Daily Independent Online.
*
Monday,July 19, 2004.
ACF promotes
Northern oligarchy, says Balarabe
By Sukuji Bakoji
Bureau
Chief, Kaduna
An x-ray of the social
and economic stagnation of the North was once again done at the weekend by
someone perhaps more qualified than most to do so - Balarabe Musa.
He was clear-headed in
blaming the Northern oligarchy for all the woes of the talakawas (poor masses) who roam the streets
homeless and scavenge for crumbs on the door steps of the rich - a vast
array of almajiris
(beggars) who always outnumber a tiny elite in a land endowed with all the
resources required to better the lot of everyone, man and woman.
Balarabe was Governor
of old Kaduna State whose radical, populist programmes in the Second Republic
(1979-1983) favoured the ‘the grassroots’ but often drew him at
loggerheads with the political masters at the federal level.
Before and since then,
he has taken every opportunity to fire salvos at the ruling class, particularly
those of his kin from the North.
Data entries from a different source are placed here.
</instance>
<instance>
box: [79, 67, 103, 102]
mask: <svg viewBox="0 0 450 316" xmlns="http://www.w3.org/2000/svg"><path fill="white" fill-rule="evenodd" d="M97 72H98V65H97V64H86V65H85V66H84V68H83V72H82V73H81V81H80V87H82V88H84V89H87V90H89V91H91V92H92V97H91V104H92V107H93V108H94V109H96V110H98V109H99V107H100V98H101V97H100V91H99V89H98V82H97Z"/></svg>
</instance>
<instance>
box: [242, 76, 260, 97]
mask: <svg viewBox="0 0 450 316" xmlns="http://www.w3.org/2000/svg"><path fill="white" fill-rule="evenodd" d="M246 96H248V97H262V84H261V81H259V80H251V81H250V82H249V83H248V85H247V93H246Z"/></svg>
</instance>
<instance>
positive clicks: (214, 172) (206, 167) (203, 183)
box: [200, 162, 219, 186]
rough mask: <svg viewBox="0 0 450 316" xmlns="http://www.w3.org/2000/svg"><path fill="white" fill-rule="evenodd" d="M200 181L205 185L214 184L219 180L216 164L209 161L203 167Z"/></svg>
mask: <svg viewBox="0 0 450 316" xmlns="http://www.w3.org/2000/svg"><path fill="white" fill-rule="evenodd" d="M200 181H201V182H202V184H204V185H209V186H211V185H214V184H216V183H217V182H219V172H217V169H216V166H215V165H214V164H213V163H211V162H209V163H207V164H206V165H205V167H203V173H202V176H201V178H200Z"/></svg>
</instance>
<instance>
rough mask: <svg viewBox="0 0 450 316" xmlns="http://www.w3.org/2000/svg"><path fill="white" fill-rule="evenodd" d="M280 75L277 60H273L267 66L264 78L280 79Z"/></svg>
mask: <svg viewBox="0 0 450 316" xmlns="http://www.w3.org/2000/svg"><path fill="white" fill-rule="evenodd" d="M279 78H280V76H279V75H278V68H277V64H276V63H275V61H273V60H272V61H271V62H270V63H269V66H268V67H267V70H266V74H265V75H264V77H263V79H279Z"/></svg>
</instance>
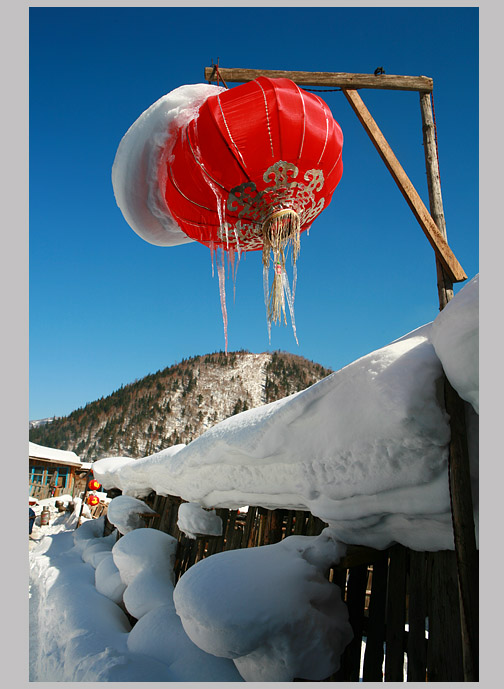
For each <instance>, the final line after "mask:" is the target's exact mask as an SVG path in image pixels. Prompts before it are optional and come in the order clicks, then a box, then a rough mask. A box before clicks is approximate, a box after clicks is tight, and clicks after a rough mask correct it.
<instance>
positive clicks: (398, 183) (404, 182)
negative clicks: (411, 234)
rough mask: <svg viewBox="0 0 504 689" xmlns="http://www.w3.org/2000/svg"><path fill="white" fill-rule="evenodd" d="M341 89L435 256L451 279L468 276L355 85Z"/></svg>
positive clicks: (461, 280)
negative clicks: (431, 215)
mask: <svg viewBox="0 0 504 689" xmlns="http://www.w3.org/2000/svg"><path fill="white" fill-rule="evenodd" d="M342 91H343V93H344V94H345V96H346V98H347V100H348V102H349V103H350V105H351V106H352V108H353V110H354V112H355V114H356V115H357V117H358V118H359V120H360V122H361V124H362V126H363V127H364V129H365V130H366V132H367V133H368V135H369V137H370V139H371V141H372V142H373V144H374V146H375V148H376V150H377V151H378V153H379V154H380V156H381V158H382V160H383V162H384V163H385V165H386V166H387V168H388V170H389V172H390V174H391V175H392V177H393V178H394V180H395V182H396V184H397V186H398V187H399V189H400V191H401V193H402V195H403V196H404V198H405V199H406V202H407V203H408V205H409V207H410V208H411V210H412V211H413V215H414V216H415V217H416V219H417V220H418V222H419V224H420V227H421V228H422V230H423V232H424V234H425V236H426V237H427V239H428V240H429V243H430V244H431V246H432V248H433V249H434V251H435V252H436V256H437V257H438V258H439V260H440V261H441V263H442V265H443V268H444V269H445V270H446V272H447V274H448V276H449V277H450V279H451V280H452V282H461V281H463V280H467V275H466V274H465V272H464V270H463V268H462V266H461V265H460V263H459V262H458V261H457V259H456V258H455V255H454V254H453V252H452V250H451V249H450V247H449V246H448V242H447V241H446V239H445V238H444V237H443V235H442V234H441V232H440V231H439V228H438V227H437V225H436V223H435V222H434V220H433V219H432V217H431V215H430V213H429V211H428V210H427V208H426V207H425V205H424V203H423V201H422V199H421V198H420V196H419V195H418V193H417V191H416V189H415V187H414V186H413V184H412V183H411V181H410V180H409V178H408V176H407V175H406V173H405V172H404V170H403V168H402V166H401V164H400V163H399V161H398V160H397V158H396V156H395V155H394V152H393V151H392V149H391V148H390V146H389V144H388V142H387V140H386V139H385V137H384V136H383V134H382V132H381V131H380V129H379V127H378V125H377V124H376V122H375V121H374V119H373V118H372V116H371V114H370V112H369V110H368V109H367V108H366V106H365V105H364V103H363V101H362V98H361V97H360V96H359V94H358V93H357V91H355V90H354V89H342Z"/></svg>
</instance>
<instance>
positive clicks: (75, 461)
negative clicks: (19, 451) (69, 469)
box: [30, 443, 82, 467]
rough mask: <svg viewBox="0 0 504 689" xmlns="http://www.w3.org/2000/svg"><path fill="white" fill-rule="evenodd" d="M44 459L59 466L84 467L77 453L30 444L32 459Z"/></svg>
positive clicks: (50, 447)
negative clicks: (77, 454)
mask: <svg viewBox="0 0 504 689" xmlns="http://www.w3.org/2000/svg"><path fill="white" fill-rule="evenodd" d="M32 457H33V458H35V459H44V460H45V461H46V462H55V463H58V464H70V465H72V466H79V467H81V466H82V462H81V461H80V458H79V457H78V455H76V454H75V452H70V451H69V450H57V449H56V448H54V447H44V446H43V445H37V444H36V443H30V458H32Z"/></svg>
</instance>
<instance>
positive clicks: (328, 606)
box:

That uncompromising posture cost him his job
as governor with his impeachment in 1980.
Balarabe is in company
of another former (military) Governor of the same state, Abubakar Umar, in the
firmament of radical thought and in taking swipes at the Northern elite for the
collective guilt of ensuring that the region remains the poorest in the
country.
The North is not new
to some form of oligarchy, from the swaggering Sokoto Caliphate which lorded
over the land up to the 18th century, to the ruling military class which drew
its members mostly from that region and dominated national politics in the four
decades to 1999.
Throughout those four
decades of both civil rule and military junta, a faceless, yet powerful and
recurring clique in the ‘Kaduna mafia’ gained currency, again to
cater solely for the Northern cabal.
But Balarabe insisted
in an interview at the weekend that the historical oligarchy has now transformed
into the Arewa Consultative Forum (ACF), in spite of appearances, to
“protect, project and promote the interests of the Northern oligarchy
rather than being a patriotic front for the North”.
Balarabe is leader of
the resurrected Peoples Redemption Party (PRP) originally formed by his
political mentor Aminu Kano as well as Chairman of the Conference of Nigerian
Political Parties (CNPP). He criticised the elite for being selfish and seeking
personal aggrandisement to the detriment of the poor.
The main tool of
oppression by the ruling class, he explained, is by ensuring that the people
are backward in education and economic standards.
His words: “I
have never been a member of the ACF and I made it quite clear to them when they
invited me to attend their meeting. My position was even made public on a
number of occasions. I cannot join any regional organisation; that’s one.
“Secondly, the
ACF is too conservative for me. I think I see more of Northern oligarchy in the
ACF than a Northern patriotic front for the unity of the North and Nigeria as a
whole. So I am not with the ACF and I will not be with the ACF”.
Balarabe said the once
nearly omnipotent Kaduna mafia has fizzled out, subsumed under the ACF, with
its members now in a bigger force, the national bourgeois.
“They have
disintegrated”, he stressed, “they have quarrelled with one
another. You find some of them in the Peoples Democratic Party (PDP), some of
them in the All Nigeria Peoples Party (ANPP) and a few of them in other
parties. So they have disintegrated. But they have joined a bigger force that
is the national bourgeois”.
He attributed his
impeachment as governor in 1980 to the plot by the Kaduna mafia that was
antagonistic to his government because he refused to dance to their tune.
“In the past,
you had individuals that could be identified as those who decided things in
Kaduna State. They appeared to be independent individuals but actually they
worked together, ready to determine who became Governor of Kaduna State”.